In June 2002, interpreting the amended provisions on pre-trial detention, the Supreme Court of Cassation stated that when examining an appeal against pre-trial detention the courts’ task was not only to verify whether the initial decision on remand in custody had been lawful but also to establish whether continued detention was still lawful and justified. In such proceedings the courts had to examine all available evidence on all relevant aspects, including the amount of the recognisance as the case may be (TR 1-02 Supreme Court of Cassation).

5.  Extraordinary right of appeal under the Amendments of the Code of Criminal Procedure of 27 April 2001

The relevant § 19 provided the following:

Decisions of the appellate courts regarding the [grounds for] detention in pending cases, which have entered into force, can be appealed or challenged before the Supreme Court of Cassation within six months of entry into force of the present [amendments].”

COMPLAINTS

1.  The applicant complained under Article 3 of the Convention that he was subjected to torture or inhuman and degrading treatment by the police while in their custody on 11 December 1997. He further complained that the authorities failed to perform an effective investigation into the alleged ill-treatment by the police.

2.  The applicant also complained under Article 5 §§ 1 and 3 that his detention was unlawful under domestic law as it exceeded the statutory maximum period and that in any event was excessively lengthy and unjustified.

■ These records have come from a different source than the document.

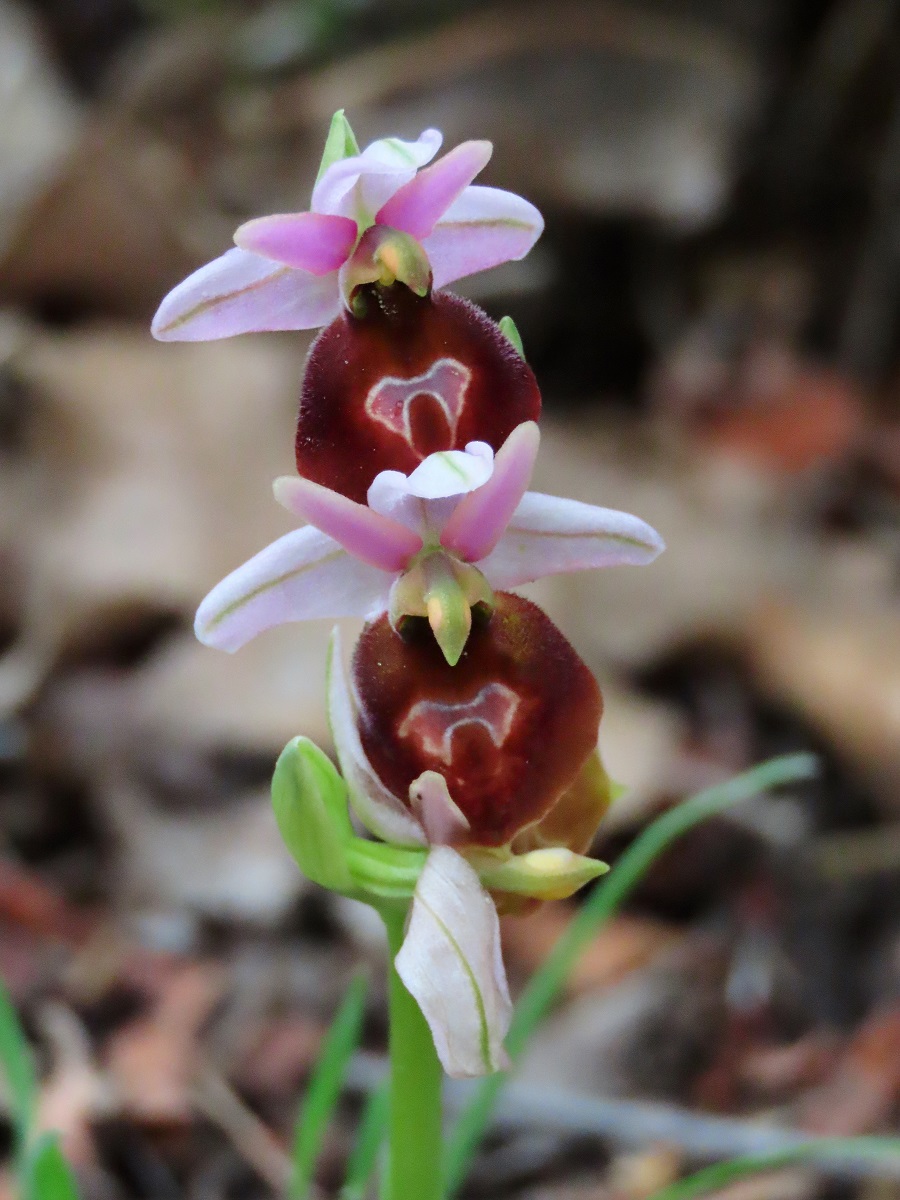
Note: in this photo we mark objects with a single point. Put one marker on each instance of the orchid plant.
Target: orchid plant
(467, 732)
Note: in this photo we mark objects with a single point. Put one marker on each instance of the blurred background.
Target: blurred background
(713, 317)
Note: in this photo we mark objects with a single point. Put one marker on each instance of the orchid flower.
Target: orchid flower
(376, 215)
(480, 763)
(432, 544)
(403, 379)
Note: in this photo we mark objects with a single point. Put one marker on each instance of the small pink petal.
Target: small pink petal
(310, 241)
(420, 203)
(480, 519)
(483, 228)
(301, 576)
(243, 293)
(366, 534)
(379, 810)
(444, 822)
(550, 534)
(450, 961)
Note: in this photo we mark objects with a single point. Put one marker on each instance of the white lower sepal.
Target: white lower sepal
(451, 963)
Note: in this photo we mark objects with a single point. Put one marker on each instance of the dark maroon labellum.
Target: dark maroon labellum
(411, 376)
(509, 727)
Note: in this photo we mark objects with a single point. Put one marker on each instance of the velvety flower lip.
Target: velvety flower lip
(285, 271)
(468, 504)
(409, 376)
(450, 960)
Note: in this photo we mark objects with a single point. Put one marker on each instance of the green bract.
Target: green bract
(310, 802)
(340, 143)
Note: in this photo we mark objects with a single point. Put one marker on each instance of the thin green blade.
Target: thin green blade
(18, 1069)
(47, 1175)
(325, 1086)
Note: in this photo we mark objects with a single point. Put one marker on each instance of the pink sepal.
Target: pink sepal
(364, 533)
(480, 519)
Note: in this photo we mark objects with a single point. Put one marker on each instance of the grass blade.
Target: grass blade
(18, 1069)
(601, 904)
(47, 1175)
(324, 1089)
(370, 1140)
(711, 1179)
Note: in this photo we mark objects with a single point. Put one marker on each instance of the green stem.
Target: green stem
(417, 1078)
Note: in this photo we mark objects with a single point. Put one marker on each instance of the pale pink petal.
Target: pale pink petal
(300, 576)
(443, 820)
(484, 228)
(243, 293)
(359, 186)
(549, 534)
(450, 961)
(420, 203)
(366, 534)
(479, 520)
(379, 810)
(389, 495)
(310, 241)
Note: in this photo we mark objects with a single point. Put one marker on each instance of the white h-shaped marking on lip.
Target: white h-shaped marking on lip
(493, 708)
(390, 400)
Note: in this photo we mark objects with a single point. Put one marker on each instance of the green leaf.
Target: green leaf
(310, 803)
(340, 143)
(387, 871)
(603, 903)
(47, 1175)
(325, 1085)
(510, 330)
(18, 1069)
(817, 1150)
(367, 1147)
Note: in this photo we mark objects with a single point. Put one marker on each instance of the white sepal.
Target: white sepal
(450, 961)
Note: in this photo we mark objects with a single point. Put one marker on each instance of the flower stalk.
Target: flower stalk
(415, 1144)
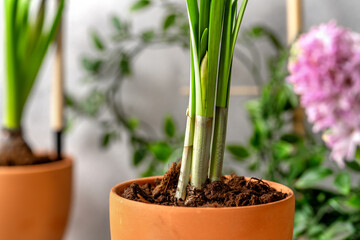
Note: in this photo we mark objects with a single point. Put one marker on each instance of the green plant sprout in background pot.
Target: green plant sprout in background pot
(243, 212)
(35, 191)
(27, 42)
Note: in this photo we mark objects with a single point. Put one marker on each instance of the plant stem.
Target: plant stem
(186, 159)
(201, 154)
(12, 107)
(230, 31)
(217, 154)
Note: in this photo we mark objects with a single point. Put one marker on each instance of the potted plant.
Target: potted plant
(35, 188)
(212, 206)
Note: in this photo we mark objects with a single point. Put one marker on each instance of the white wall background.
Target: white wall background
(158, 77)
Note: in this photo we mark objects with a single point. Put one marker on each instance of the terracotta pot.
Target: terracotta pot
(135, 220)
(35, 200)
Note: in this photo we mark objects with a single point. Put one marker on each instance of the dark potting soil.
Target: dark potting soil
(14, 151)
(232, 191)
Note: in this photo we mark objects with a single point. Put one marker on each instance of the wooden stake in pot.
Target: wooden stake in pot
(57, 95)
(294, 27)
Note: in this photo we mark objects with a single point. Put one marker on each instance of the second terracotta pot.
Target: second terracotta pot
(35, 200)
(135, 220)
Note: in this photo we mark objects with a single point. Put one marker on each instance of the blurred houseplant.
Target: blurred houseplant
(278, 154)
(110, 65)
(46, 184)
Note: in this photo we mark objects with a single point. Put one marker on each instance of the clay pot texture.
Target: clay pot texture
(135, 220)
(35, 200)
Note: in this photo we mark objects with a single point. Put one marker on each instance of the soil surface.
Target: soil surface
(232, 191)
(14, 151)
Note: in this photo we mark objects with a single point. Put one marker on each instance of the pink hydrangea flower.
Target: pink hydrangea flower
(325, 72)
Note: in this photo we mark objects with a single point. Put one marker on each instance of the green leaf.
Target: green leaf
(161, 151)
(342, 182)
(169, 21)
(238, 152)
(204, 43)
(139, 156)
(353, 165)
(149, 171)
(338, 231)
(92, 66)
(125, 67)
(169, 127)
(354, 201)
(313, 176)
(282, 150)
(140, 4)
(291, 138)
(133, 123)
(147, 36)
(105, 140)
(98, 43)
(117, 23)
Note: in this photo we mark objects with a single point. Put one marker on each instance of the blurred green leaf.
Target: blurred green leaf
(147, 36)
(140, 4)
(98, 42)
(139, 156)
(134, 122)
(354, 201)
(149, 171)
(312, 177)
(125, 67)
(353, 165)
(342, 182)
(105, 139)
(169, 127)
(238, 152)
(169, 21)
(338, 231)
(282, 149)
(161, 151)
(291, 138)
(117, 23)
(92, 66)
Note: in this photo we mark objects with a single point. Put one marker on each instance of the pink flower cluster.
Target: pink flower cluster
(325, 72)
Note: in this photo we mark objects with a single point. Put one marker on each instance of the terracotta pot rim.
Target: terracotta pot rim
(114, 194)
(66, 162)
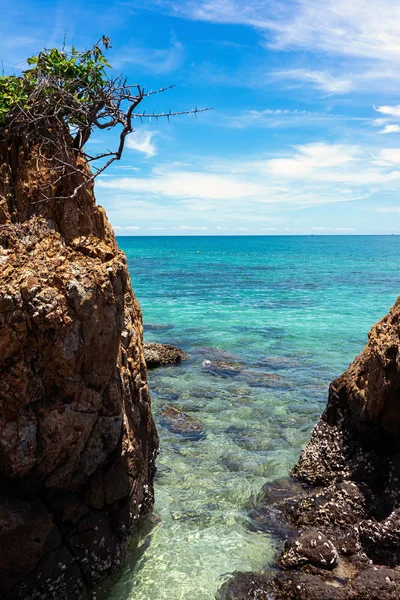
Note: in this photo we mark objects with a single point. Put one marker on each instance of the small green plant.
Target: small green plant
(75, 92)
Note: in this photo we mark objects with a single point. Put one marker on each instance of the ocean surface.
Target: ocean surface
(286, 315)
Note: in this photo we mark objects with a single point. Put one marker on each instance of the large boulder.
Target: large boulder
(341, 519)
(77, 438)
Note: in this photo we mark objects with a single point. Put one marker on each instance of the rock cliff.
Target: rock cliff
(340, 512)
(77, 438)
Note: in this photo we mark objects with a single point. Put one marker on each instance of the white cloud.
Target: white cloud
(388, 209)
(279, 118)
(321, 80)
(364, 34)
(141, 140)
(126, 228)
(392, 111)
(306, 175)
(156, 61)
(389, 157)
(190, 228)
(391, 129)
(358, 28)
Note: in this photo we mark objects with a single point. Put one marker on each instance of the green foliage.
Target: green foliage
(66, 79)
(13, 91)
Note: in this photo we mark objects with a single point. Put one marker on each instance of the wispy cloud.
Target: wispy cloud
(321, 80)
(358, 28)
(363, 35)
(282, 118)
(307, 175)
(391, 129)
(156, 61)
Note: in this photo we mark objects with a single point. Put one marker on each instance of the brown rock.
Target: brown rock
(343, 522)
(157, 355)
(77, 439)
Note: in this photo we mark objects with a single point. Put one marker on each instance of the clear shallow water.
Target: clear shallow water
(290, 313)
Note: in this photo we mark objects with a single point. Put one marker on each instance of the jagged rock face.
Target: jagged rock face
(340, 512)
(77, 438)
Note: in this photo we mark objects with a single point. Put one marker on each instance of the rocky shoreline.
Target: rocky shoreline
(338, 516)
(77, 437)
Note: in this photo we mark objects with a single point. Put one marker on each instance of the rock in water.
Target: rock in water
(343, 521)
(77, 438)
(157, 355)
(180, 423)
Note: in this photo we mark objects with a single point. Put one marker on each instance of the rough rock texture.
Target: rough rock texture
(77, 439)
(157, 355)
(340, 512)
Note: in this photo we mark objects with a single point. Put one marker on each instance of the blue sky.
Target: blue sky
(305, 132)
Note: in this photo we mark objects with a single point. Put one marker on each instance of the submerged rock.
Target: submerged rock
(223, 368)
(179, 422)
(77, 438)
(341, 520)
(157, 355)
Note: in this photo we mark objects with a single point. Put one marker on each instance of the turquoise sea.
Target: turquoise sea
(288, 314)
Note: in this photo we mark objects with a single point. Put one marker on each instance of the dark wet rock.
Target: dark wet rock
(248, 438)
(223, 368)
(341, 520)
(179, 422)
(157, 327)
(270, 511)
(311, 547)
(157, 355)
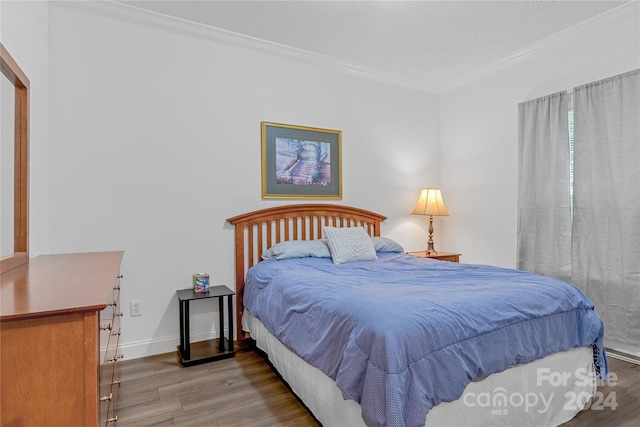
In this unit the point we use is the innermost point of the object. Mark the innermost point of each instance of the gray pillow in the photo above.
(350, 244)
(385, 244)
(298, 249)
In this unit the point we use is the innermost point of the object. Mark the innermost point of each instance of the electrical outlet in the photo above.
(136, 308)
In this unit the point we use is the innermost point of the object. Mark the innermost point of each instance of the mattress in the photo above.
(534, 394)
(399, 335)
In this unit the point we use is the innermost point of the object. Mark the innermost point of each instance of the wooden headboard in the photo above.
(259, 230)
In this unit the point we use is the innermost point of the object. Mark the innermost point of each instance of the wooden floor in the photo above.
(244, 391)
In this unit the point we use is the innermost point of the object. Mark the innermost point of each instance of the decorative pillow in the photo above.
(349, 244)
(385, 244)
(298, 249)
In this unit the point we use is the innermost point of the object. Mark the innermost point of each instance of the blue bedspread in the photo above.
(402, 334)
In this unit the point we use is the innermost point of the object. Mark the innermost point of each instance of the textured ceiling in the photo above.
(430, 41)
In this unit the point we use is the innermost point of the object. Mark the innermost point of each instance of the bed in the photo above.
(403, 341)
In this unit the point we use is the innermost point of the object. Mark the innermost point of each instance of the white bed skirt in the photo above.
(545, 392)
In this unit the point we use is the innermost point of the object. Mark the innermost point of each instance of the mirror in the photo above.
(14, 163)
(7, 142)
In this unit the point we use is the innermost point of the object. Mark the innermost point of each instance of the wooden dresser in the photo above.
(59, 340)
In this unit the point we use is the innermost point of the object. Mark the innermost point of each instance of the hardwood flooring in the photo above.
(244, 391)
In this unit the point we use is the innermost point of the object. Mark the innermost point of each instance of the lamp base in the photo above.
(430, 250)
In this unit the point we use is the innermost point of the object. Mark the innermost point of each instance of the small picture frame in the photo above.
(200, 282)
(301, 162)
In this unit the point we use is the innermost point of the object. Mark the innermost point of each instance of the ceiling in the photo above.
(435, 42)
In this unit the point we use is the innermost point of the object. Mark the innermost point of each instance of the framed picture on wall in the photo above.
(301, 162)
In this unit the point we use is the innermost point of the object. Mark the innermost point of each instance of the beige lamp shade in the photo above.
(430, 203)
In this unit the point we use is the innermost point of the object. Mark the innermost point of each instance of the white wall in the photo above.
(138, 134)
(24, 29)
(155, 141)
(479, 132)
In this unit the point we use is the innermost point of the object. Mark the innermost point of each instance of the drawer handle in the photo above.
(115, 359)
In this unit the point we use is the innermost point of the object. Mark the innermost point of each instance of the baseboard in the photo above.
(144, 348)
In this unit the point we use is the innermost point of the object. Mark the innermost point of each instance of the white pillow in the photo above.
(298, 249)
(349, 244)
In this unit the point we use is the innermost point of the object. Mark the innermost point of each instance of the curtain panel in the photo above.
(606, 218)
(544, 211)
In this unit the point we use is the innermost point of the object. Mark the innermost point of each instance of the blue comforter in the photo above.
(402, 334)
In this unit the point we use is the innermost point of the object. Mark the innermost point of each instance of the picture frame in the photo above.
(301, 162)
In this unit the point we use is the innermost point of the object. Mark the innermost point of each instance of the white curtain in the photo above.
(606, 219)
(544, 211)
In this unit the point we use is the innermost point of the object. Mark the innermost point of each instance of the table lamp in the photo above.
(430, 203)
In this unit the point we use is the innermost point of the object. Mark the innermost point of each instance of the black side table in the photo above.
(208, 350)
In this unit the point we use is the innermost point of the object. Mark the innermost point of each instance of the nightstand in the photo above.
(208, 350)
(440, 256)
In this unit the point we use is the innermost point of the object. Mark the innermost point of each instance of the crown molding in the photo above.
(628, 10)
(151, 19)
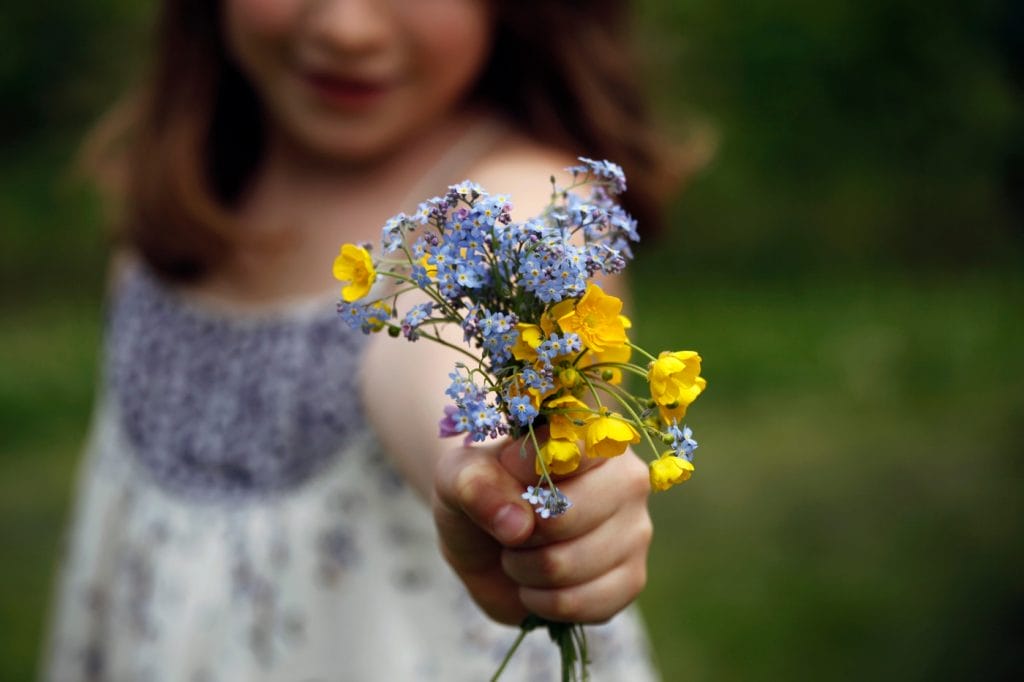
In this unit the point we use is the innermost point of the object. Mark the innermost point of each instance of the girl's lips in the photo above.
(349, 93)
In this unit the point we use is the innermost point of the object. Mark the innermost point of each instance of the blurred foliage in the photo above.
(849, 134)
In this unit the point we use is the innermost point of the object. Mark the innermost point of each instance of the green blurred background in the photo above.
(849, 260)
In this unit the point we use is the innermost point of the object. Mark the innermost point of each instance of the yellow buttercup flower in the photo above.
(609, 435)
(354, 266)
(675, 379)
(430, 268)
(669, 470)
(377, 317)
(560, 456)
(595, 320)
(570, 420)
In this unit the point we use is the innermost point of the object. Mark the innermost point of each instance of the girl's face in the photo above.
(352, 79)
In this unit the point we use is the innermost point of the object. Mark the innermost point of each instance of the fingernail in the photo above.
(510, 523)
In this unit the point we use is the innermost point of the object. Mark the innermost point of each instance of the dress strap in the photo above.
(477, 139)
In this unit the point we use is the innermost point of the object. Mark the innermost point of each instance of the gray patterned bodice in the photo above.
(217, 405)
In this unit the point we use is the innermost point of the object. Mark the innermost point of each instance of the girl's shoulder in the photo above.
(521, 168)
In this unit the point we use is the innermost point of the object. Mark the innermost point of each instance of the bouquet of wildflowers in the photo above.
(544, 344)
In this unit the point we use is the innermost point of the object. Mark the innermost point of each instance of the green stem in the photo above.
(508, 655)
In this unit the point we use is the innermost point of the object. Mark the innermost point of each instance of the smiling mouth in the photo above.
(348, 93)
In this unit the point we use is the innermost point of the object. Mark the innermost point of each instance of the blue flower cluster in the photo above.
(472, 413)
(486, 272)
(683, 443)
(547, 503)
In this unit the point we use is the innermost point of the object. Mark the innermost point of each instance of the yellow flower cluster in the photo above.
(354, 266)
(596, 318)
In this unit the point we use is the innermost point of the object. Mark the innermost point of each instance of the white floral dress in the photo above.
(237, 522)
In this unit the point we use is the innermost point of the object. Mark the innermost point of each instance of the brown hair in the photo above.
(186, 145)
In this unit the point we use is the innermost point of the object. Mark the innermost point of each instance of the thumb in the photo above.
(476, 494)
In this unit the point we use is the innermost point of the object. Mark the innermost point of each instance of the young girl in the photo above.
(254, 503)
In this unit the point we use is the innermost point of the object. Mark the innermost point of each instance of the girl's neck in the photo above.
(304, 175)
(309, 205)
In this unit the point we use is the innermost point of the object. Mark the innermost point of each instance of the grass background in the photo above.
(849, 262)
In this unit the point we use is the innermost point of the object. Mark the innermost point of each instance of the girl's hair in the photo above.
(186, 145)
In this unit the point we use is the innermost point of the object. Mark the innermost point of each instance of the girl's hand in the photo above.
(584, 566)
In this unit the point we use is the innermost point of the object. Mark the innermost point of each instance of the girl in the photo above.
(253, 500)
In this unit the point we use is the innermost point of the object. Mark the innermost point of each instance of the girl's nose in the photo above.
(351, 26)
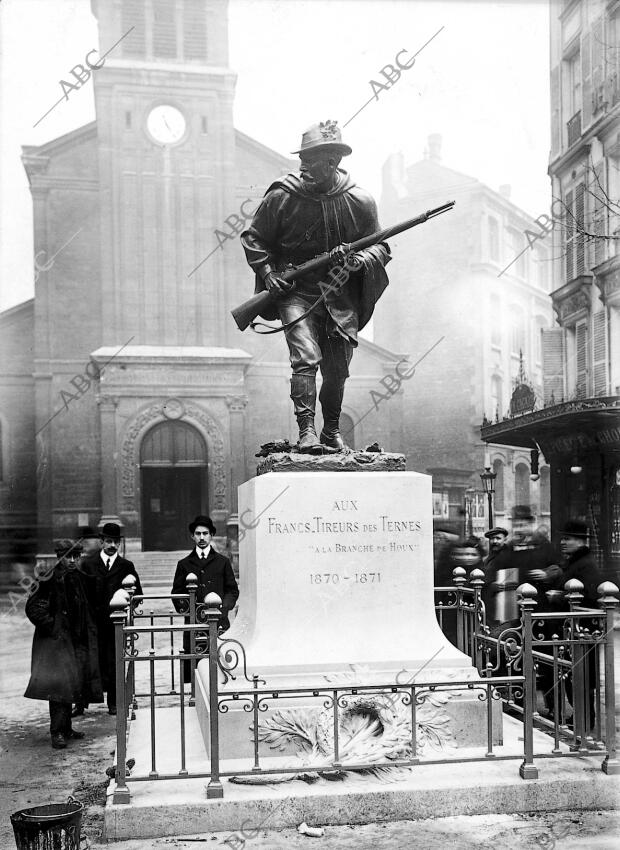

3.  Referring to Article 5 § 4 of the Convention, the applicant submits that the courts did not examine all factors relevant to the lawfulness of his detention. In addition, the applicant maintains that his appeal of 2 September 1999 was decided on 15 September 1999 by the Plovdiv Regional Court, thereby violating the requirement for a speedy decision under Article 5 § 4 of the Convention. The applicant also complained that the Supreme Court of Cassation violated his right to challenge the legality of the detention before a court with its refusal of 24 September 2001 to initiate cassation proceedings.

THE LAW

A.  The Government’s objection as to the exhaustion of domestic remedies

The Government maintained that the applicant had failed to exhaust domestic remedies in respect of his complaints.

The applicant replied that the Government had failed to substantiate its objection and had not indicated what remedies it was referring to.

The Court concurs with the applicant in that the Government has made a vacuous objection of non-exhaustion of domestic remedies without specifying in respect of which of the applicant’s complaints the latter had not exhausted the available remedies and what those remedies were.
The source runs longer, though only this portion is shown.